You load sixteen tons, what do you get
Another day older and deeper in debt
Saint Peter don't you call me 'cause I can't go
I owe my soul to the company store

In 2310 the word government doesn't mean that much, the word Corporation does.

By the mid 21st century, when space flight became economical; none-governmental space travel bloomed, when it was proven to be profitable, space exploration exploded.

It was the big Corporations that pioneered interstellar travel, developed the technology to exploit the mineral and chemical wealth of the cosmos and eventually colonized new worlds. Soon the terrestrial economy, and traditional government became obsolete.

Life on a Corporation world is much like living in a religious or deeply political dictatorship of 21st century earth, the beliefs of a distant CEO reflected in every facet of life.

Company Protocol is law, some govern how you live, others govern how you work, some Corp's even govern what you believe.

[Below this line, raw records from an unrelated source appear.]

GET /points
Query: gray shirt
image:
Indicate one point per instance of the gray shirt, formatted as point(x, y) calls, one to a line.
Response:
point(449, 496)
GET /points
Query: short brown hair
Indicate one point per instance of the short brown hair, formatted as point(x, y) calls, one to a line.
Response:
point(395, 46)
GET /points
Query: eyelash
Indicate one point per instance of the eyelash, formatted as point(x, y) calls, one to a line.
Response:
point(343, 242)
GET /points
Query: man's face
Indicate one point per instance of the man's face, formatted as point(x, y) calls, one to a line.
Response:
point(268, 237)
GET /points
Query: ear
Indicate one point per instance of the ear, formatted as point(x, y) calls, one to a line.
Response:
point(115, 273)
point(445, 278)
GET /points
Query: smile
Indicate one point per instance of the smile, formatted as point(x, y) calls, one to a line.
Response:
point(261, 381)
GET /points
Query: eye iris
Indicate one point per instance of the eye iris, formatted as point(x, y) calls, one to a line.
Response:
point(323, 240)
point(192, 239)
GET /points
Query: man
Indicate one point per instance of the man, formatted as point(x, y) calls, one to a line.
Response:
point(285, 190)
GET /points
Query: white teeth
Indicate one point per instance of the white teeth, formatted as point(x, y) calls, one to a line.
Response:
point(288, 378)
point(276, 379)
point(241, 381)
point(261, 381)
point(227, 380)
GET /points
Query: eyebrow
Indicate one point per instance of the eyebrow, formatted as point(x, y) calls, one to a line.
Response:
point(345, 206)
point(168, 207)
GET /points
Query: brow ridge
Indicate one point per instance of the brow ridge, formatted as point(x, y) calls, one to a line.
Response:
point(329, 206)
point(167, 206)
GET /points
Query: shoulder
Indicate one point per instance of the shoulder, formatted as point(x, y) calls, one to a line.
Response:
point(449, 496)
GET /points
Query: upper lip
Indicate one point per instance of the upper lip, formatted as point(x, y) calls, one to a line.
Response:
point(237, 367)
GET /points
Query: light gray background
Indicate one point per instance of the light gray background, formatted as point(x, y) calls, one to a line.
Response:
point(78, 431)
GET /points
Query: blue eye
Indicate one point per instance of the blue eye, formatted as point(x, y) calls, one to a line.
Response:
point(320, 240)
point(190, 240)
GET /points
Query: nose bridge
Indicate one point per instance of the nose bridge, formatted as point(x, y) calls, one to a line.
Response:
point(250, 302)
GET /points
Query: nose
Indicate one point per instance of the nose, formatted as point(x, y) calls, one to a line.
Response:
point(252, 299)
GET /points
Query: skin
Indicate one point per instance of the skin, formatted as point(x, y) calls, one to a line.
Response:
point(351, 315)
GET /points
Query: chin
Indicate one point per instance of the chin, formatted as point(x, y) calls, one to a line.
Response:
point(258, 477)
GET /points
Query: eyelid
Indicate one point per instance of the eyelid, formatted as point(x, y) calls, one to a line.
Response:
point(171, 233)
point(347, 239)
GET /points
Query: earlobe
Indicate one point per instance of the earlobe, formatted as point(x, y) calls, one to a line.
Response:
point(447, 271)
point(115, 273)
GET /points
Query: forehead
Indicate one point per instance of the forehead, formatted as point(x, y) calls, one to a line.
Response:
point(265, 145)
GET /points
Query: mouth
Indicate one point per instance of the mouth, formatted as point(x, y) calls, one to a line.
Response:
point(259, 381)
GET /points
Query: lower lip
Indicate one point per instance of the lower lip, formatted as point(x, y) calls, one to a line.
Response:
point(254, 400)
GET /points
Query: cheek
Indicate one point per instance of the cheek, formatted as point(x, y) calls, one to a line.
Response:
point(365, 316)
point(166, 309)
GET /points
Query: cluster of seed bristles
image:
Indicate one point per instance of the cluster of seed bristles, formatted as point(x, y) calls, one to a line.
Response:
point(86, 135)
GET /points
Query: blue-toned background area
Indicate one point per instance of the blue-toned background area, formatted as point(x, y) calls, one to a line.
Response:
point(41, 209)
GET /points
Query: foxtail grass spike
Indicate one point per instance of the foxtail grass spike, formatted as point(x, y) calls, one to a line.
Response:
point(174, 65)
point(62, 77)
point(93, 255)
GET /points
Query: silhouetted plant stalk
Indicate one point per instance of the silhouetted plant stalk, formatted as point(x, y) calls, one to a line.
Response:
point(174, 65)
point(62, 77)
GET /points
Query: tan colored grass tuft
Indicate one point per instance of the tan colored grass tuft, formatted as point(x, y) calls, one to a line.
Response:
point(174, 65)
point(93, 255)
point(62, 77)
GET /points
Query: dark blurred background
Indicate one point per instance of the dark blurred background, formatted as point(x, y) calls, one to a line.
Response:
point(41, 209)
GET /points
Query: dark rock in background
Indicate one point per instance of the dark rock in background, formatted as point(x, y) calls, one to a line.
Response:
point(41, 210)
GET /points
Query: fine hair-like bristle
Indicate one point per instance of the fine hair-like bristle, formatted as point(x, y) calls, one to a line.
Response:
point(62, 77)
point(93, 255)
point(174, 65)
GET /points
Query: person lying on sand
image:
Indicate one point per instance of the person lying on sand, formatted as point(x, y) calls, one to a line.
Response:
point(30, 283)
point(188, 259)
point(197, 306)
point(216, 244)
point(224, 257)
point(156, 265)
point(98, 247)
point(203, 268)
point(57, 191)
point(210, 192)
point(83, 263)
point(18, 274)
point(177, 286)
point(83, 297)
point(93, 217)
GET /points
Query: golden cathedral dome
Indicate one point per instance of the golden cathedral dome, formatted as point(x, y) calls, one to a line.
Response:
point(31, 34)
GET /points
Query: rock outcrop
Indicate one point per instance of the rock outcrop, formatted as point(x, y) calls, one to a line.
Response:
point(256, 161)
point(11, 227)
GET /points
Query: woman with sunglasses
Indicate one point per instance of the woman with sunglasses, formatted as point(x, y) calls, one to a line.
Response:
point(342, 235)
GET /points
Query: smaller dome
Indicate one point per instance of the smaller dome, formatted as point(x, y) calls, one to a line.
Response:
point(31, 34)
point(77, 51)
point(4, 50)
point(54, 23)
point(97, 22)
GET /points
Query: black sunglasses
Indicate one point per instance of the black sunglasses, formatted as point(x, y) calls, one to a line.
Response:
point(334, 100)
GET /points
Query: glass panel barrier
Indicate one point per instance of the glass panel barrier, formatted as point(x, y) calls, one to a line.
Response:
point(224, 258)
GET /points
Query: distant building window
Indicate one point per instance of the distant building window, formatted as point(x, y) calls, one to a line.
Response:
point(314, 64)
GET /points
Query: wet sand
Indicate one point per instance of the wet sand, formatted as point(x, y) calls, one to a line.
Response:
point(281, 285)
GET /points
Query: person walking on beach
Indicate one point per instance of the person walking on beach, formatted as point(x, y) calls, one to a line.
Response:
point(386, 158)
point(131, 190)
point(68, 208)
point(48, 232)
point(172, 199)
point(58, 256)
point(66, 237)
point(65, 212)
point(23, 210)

Almost everyone works for a Corp, rents Corp property, earns corp money and spends it in Corp shops. Everyone is free, but everyone is beholden to company whose hospital they were born in.

Salvers, historically, are free agents. Risking extremely perilous conditions to pay company debts and live their own life outside the grip of any given Corporation.

NEXT: Habitable Planets

Wednesday, 10 November 2010

Salvage - The Job

Objects in space are valuable.

Ships, platforms and settlements are expensive, requiring a huge investment to build and operate. Minerals and gasses that are vacuum mined are essential to the development of colonies. Cargos worth shipping the thousands of light years between worlds can border on priceless.

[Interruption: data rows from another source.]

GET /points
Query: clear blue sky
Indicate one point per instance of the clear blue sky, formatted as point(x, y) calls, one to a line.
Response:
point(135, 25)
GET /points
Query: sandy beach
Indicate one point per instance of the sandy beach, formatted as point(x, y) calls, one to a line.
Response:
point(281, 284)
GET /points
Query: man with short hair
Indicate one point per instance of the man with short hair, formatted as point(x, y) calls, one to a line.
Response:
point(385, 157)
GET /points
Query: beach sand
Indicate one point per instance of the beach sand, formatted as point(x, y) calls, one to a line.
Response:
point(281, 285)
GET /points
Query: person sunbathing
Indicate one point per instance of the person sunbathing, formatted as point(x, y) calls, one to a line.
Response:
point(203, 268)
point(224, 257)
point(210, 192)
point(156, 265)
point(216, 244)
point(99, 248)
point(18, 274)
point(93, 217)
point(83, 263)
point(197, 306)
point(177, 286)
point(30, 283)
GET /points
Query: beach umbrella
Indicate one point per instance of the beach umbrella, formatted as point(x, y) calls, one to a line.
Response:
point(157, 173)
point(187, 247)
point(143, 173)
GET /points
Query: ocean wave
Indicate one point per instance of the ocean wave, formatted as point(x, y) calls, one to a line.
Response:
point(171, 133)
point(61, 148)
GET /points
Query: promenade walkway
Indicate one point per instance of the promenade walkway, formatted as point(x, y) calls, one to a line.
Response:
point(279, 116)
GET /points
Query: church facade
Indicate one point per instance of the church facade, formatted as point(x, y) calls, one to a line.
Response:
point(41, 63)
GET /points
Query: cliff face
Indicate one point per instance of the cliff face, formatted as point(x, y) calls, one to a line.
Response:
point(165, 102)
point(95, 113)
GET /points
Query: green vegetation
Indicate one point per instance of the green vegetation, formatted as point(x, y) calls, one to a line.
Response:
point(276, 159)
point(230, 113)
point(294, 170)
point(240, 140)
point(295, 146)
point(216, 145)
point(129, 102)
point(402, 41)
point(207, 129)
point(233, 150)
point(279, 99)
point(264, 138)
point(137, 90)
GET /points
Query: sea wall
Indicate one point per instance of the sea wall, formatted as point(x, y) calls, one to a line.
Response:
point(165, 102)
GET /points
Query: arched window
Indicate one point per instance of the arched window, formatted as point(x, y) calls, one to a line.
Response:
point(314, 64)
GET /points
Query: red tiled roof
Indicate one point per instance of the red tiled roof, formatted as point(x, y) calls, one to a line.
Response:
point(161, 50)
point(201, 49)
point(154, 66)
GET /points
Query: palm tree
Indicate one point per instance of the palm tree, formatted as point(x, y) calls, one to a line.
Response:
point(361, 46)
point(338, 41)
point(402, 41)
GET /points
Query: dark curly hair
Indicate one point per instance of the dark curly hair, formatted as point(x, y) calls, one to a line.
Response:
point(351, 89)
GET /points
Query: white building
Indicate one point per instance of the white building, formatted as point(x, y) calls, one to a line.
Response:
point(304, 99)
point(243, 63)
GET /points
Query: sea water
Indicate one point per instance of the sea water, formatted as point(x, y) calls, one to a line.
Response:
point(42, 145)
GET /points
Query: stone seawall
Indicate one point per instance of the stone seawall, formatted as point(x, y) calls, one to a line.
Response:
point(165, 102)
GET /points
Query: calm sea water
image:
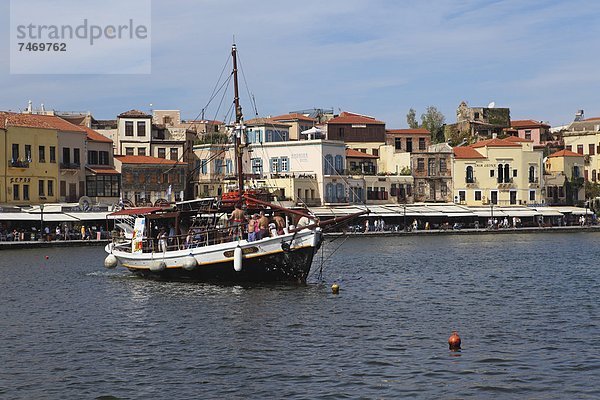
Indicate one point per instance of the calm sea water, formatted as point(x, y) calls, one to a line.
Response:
point(526, 306)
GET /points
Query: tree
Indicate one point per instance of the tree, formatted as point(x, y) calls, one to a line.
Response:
point(433, 120)
point(411, 119)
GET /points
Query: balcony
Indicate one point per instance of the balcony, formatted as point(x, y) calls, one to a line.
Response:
point(19, 163)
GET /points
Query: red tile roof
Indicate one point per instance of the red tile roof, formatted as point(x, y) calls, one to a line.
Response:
point(293, 116)
point(466, 153)
point(351, 153)
point(495, 143)
point(528, 123)
point(565, 153)
point(416, 131)
point(146, 160)
point(350, 118)
point(134, 114)
point(95, 136)
point(517, 139)
point(37, 121)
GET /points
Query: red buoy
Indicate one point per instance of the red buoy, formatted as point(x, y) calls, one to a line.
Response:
point(454, 341)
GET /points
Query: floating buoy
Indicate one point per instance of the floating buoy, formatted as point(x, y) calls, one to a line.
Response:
point(335, 288)
point(158, 266)
point(454, 341)
point(237, 259)
point(109, 262)
point(189, 262)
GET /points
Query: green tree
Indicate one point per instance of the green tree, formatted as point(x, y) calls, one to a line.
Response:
point(433, 120)
point(411, 119)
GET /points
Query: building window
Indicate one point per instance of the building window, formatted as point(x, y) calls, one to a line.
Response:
point(470, 177)
point(103, 157)
point(431, 167)
point(15, 152)
point(128, 128)
point(285, 164)
point(398, 143)
point(141, 128)
point(531, 174)
point(92, 157)
point(257, 166)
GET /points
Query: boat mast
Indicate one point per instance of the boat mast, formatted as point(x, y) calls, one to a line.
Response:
point(238, 125)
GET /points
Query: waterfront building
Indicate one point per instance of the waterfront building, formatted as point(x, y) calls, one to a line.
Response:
point(432, 172)
point(359, 132)
point(563, 180)
point(583, 137)
point(150, 180)
point(297, 124)
point(498, 172)
point(295, 166)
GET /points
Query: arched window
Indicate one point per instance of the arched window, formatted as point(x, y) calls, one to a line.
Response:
point(470, 178)
point(531, 174)
point(500, 173)
point(339, 164)
point(328, 164)
point(339, 192)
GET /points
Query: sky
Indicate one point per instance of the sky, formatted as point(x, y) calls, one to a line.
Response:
point(374, 57)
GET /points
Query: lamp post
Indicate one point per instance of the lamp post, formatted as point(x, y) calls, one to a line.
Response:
point(41, 221)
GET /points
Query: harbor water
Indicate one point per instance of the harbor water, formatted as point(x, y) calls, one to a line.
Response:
point(527, 308)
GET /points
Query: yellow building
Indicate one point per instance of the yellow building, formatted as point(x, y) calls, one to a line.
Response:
point(30, 168)
point(498, 171)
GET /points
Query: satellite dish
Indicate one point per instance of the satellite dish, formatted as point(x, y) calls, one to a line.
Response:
point(85, 203)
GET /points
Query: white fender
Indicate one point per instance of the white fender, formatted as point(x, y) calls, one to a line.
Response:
point(237, 259)
point(189, 263)
point(158, 266)
point(110, 261)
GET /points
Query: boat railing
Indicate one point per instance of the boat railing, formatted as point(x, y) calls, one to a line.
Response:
point(193, 239)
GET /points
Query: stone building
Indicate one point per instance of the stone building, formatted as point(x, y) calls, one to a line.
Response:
point(432, 172)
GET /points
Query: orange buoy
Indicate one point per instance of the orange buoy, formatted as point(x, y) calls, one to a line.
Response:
point(454, 341)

This means that when a ship loses it's crew to explosive decompression, a colony is wiped out by a rogue viral strain or a habitation ring is shredded by micro-meteorites; somewhere an accountant talks about recovery.

If it can be salvaged, it will be.

Salvage crews; Salvors, are paid well. Pilots, engineers, operational experts of various disciplines with ability to think on their feet. The job is to gain access to lost vessels, ascertain capability and secure for transport. To recover esoteric cargos, to investigate lost colonies and retrieve every last scrap of value for their employers.

Each Salvor knows that every ship they secure, every colony they investigate, every platform they loot has killed one crew already.

Life expectancy is short.

2310 - The Space Setting


Mankind has lived and worked in deep space for centuries. We have the means to survive indefinitely between worlds, but as organisms, as animals, we haven't changed, haven't evolved to this environment.

We don't belong here.

To make a 21st century analogy. Working outer-system is like working on an oil rig, in the arctic ocean, in a tornado, in eternal night.

Space is lethal. One faulty seal on suit; dead. A bad CO2 filter, dead; a solar flare and a poorly calibrated rad-shield; dead. And even when you're safe, life is hard.

When you're not in cryo-sleep, you're living on recycled air, water and synthetic food in very close-quarters, it takes its toll. Suicide is rife, murder is not uncommon, throats slit over a card game or using the wrong coffee cup. No sky above you, no soil beneath your feet, a dozen souls in coughing distance and a centimetre of steel between you and cold, godless vacuum.

But there are rewards.

A typical shift for a gas miner is 2 years, a merchant navy-man 5. It's dangerous, very dangerous, but a couple such shifts can set you up for life, life in a decent settlement or orbital.

But if you want more, or want it quicker, there's always salvage.